Speaker
Description
Synopsis
We attempted to implement a whole-brain NAA (wbNAA) spectroscopy sequence in a vendor-agnostic environment. During the 16 repeated acquisitions, we observed large fluctuations of the water signal exceeding 50%. It was demonstrated that these instabilities originate from the binomial 1¯3 3¯1 excitation pulse. Ongoing work aims to identify the underlying cause of this behavior.
Introduction
Whole-brain magnetic resonance spectroscopy (wbMRS) enables non-invasive quantification of N-acetyl-L-aspartate (NAA), a key neuronal metabolite, across the entire brain. It is particularly useful for investigating diffuse or non-focal neurological conditions. To detect low-concentration metabolites like NAA, the wbNAA sequence combines inversion recovery, water suppression, and binomial 1¯3 3¯1 excitation pulses.
During implementation in Kiel, we observed unexpected water signal fluctuations exceeding 50% between repeated acquisitions, potentially compromising reproducibility. Preliminary findings pointed to the 1¯3 3¯1 excitation pulse as particularly sensitive to magnetic field inhomogeneities.
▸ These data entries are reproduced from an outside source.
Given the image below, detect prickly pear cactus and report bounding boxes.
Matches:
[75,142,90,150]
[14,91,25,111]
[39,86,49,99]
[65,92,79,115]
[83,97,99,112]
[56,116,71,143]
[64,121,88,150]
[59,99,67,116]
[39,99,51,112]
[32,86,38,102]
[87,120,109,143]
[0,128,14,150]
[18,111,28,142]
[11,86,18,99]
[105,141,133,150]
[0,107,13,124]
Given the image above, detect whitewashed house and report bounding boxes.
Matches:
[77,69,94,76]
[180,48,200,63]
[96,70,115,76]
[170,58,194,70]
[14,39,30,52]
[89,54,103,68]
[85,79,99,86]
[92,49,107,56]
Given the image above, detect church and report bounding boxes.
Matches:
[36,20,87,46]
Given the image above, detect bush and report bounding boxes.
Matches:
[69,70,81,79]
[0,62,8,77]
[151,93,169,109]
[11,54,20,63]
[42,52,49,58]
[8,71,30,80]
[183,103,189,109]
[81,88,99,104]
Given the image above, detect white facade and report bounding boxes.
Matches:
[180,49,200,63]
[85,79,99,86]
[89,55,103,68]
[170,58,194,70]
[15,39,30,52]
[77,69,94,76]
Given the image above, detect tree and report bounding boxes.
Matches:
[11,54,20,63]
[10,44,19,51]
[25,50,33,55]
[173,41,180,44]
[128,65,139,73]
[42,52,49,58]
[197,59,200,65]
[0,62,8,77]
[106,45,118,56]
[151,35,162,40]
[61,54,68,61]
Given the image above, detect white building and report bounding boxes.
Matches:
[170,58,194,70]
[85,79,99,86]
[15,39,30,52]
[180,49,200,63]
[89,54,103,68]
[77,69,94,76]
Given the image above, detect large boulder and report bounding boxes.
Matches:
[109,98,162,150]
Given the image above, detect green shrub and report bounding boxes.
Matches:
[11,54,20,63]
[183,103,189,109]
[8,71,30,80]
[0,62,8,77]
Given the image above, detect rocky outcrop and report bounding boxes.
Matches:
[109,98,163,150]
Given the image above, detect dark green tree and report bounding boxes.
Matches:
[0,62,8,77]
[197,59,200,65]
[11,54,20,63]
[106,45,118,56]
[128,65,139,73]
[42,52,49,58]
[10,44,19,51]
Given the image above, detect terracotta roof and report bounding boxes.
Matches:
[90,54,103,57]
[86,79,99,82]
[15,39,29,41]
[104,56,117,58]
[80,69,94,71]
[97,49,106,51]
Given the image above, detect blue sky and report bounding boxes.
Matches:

To explore this, we performed isolated measurements of the 1¯3 3¯1 pulse. Understanding the source of this variability is essential for achieving robust whole-brain NAA quantification.
Methods
All measurements were performed on a whole-body 3T MRI system (Cima.X, Siemens Healthineers) equipped with a 64-channel head/neck coil. The wbNAA sequence included an adiabatic inversion pulse, WET water suppression, and a binomial 1¯3 3¯1 excitation pulse, implemented in a vendor-agnostic framework (pulseq [1]) as described by Soher et al. [2] To isolate the effect of the 1¯3 3¯1 pulse, the same pulse was applied 16 times without other sequence elements and with a repetition time of TR = 10s. A spherical 1.4 L phantom containing brain metabolites (such as NAA, choline, and creatine) was scanned using the wbNAA sequence and then the single, isolated 1¯3 3¯1 pulse. Data processing and visualization were performed in MATLAB R2022b.
Results
The water signal measured over 16 repetitions of the wbNAA sequence showed fluctuations of 61.6% relative to the mean.
To test whether this variability was inherent to the implementation, a conventional FID sequence with a standard 90° excitation pulse was used. Here, signal deviations remained below 1% (0.62%).
When the 1¯3 3¯1 excitation pulse was applied 16 times in isolation, similar variability (50.5%) was observed.
Discussion
The wbNAA sequence showed substantial signal fluctuations (>60%) across repeated measurements, while the conventional FID sequence yielded stable signals (<1%), confirming that the variability is not caused by the pulseq framework or hardware.
When the 1¯3 3¯1 excitation pulse was applied in isolation, similar fluctuations were observed, identifying it as the main source of instability.
As this pulse is crucial for suppressing water signals, its poor reproducibility compromises the reliability of the entire wbNAA sequence. Further investigation is needed to understand and mitigate this effect for robust whole-brain NAA quantification.
Conclusion
We demonstrated that the binomial 1¯3 3¯1 excitation pulse induces pronounced signal variability in repeated measurements, rendering the wbNAA sequence unstable under the tested conditions. Future work will focus on systematic investigations to identify the underlying mechanisms and to develop modifications that enable reproducible whole-brain NAA spectroscopy.
References
[1] Layton KJ, Kroboth S, Jia F, et al. Pulseq: A rapid and hardware-independent pulse sequence prototyping framework. Magnetic Resonance in Medicine. 2017;77(4):1544-1552. doi:10.1002/mrm.26235
[2] Soher BJ, Wu WE, Tal A, et al. Automated whole‐brain N‐acetylaspartate proton MRS quantification. NMR in Biomedicine. 2014;27(11):1275-1284.